Recently for one of our projects, we adopted TGI from HuggingFace with great success. This blog describes TGI and how we leveraged it to deliver a complex LLM based chatbot for our enterprise customers.
What is TGI ?
In light of the recent introduction of Meta's Llama2 and a variety of open-source models, LLM-OPS is gaining increasing attention. These LLMs are simplifying the creation of internal chatbots. Yet, the process of implementing them within a production environment remains intricate and demanding.
TGI is a promising platform for large scale LLM implementations. To put it simply, Text Generation Inference (TGI) offers a user-friendly interface for engaging with the newly unveiled LLMs.
LLM powered chatbot with TGI - Architecture
The architectural representation illustrates a scenario of text-based chat, employing a three-tier structure (Front End, Embedding Layer, and LLM Layer).
The LLM layer is seamlessly integrated with TGI, enabling effortless scalability to accommodate varying workloads.
Why TGI ?
The Rationale Behind Choosing TGI
When delving into deployment considerations, several critical factors come to the forefront:
- Scalability: TGI addresses the crucial aspect of scalability, allowing for smooth adjustments in response to changing demands. Its compatibility with a Kubernetes-based architecture facilitates deployment within Kubernetes pods, streamlining the process of scaling up or down as needed.
- Batching: TGI is equipped to support batching, an essential feature for optimizing the processing of multiple requests simultaneously. By leveraging the capabilities of the TGI router, efficient batching and queuing of requests become achievable.
- Queuing: TGI's queuing functionality further contributes to the robustness of the deployment process. The ability to manage and organize incoming requests in a queue ensures a structured and orderly processing flow.
- Streaming: The integration of a streaming interface within TGI allows for real-time communication of LLM-generated tokens to the user interface. This real-time streaming enhances the interactive experience and provides dynamic, instant results.
- LLM Support: TGI boasts comprehensive support for a diverse range of LLMs, including notable models like LLaMa2 and Falcon. The integration of these various LLMs enhances the versatility of TGI, making it a powerful choice for accommodating different use cases.
In particular, TGI's compatibility with Kubernetes-based architecture, its support for batching and queuing, real-time streaming capabilities, and its expansive range of LLM compatibility collectively position it as an optimal solution for effective text generation inference.
How to set up TGI ?
Setting up TGI is a straightforward process.
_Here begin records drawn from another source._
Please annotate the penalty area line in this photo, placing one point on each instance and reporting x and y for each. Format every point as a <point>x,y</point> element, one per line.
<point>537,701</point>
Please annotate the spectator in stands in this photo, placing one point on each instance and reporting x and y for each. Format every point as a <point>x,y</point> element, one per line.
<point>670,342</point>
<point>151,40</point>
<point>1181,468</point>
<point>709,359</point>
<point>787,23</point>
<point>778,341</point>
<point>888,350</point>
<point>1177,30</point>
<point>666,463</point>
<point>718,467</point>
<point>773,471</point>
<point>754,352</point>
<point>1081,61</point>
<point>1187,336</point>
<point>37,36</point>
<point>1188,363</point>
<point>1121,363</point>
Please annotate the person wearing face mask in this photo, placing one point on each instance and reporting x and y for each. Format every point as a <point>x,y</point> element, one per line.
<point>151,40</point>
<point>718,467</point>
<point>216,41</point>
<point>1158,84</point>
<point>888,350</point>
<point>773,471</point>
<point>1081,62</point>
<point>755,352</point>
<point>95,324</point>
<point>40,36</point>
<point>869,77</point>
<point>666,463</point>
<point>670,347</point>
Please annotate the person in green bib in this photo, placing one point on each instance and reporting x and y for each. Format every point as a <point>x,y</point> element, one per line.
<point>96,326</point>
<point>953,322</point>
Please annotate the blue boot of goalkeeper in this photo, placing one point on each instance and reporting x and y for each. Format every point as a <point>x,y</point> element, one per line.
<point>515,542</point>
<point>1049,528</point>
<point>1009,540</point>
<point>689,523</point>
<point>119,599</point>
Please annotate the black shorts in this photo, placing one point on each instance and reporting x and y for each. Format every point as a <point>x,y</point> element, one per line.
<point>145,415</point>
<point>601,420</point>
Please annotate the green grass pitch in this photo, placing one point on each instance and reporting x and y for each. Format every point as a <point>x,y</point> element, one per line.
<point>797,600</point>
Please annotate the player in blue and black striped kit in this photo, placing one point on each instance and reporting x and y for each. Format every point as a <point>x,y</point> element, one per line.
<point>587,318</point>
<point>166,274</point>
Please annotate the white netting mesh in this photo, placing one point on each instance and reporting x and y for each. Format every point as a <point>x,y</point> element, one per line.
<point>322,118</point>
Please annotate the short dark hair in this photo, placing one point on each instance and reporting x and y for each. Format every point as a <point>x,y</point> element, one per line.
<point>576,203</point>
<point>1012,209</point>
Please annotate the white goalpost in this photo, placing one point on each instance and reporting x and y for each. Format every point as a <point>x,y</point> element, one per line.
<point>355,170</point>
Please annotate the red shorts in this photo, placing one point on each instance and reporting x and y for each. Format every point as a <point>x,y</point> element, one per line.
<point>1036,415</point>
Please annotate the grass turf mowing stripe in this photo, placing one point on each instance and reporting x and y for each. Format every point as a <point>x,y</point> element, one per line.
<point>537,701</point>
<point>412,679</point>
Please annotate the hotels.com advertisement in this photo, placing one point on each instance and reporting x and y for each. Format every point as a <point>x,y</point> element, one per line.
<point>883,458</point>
If you have CUDA 11.8+ available on your machine, you can establish TGI with a single command. Here's how:
TOKEN=
MODEL=meta-llama/Llama-2-7b-chat-hf
docker run --gpus all \
--shm-size 1g \
-p 8080:80 \
-e HUGGING_FACE_HUB_TOKEN=$TOKEN \
-v $volume:/data \
ghcr.io/huggingface/text-generation-inference:0.9.3 \
--model-id $MODEL \
--sharded true \
--num-shard 4 \
--max-batch-prefill-tokens 512 \
--max-batch-total-tokens 1024 \
--max-input-length 512 \
--max-total-tokens 1024
That's it! With these steps, your model will be up and running, ready to be served through the REST endpoint.This setup process makes your model accessible for text generation and inference via the provided REST endpoint, offering a streamlined way to harness the power of TGI for various applications.
Leveraging TGI for seamless interaction
To further simplify the process, TGI offers a convenient streaming client that enables effortless interaction with the LLM.
With just a few lines of code, you can perform LLM inference with streaming capabilities:
from text_generation import Client
text = ""
for response in client.generate_stream("What are the ICD10 codes?", max_new_tokens=20):
if not response.token.special:
text += response.token.text
print(text)
In response, the generated tokens are instantly streamed back to the user.
License
TGI operates under an HFOIL license. For comprehensive details, please refer to the license agreement.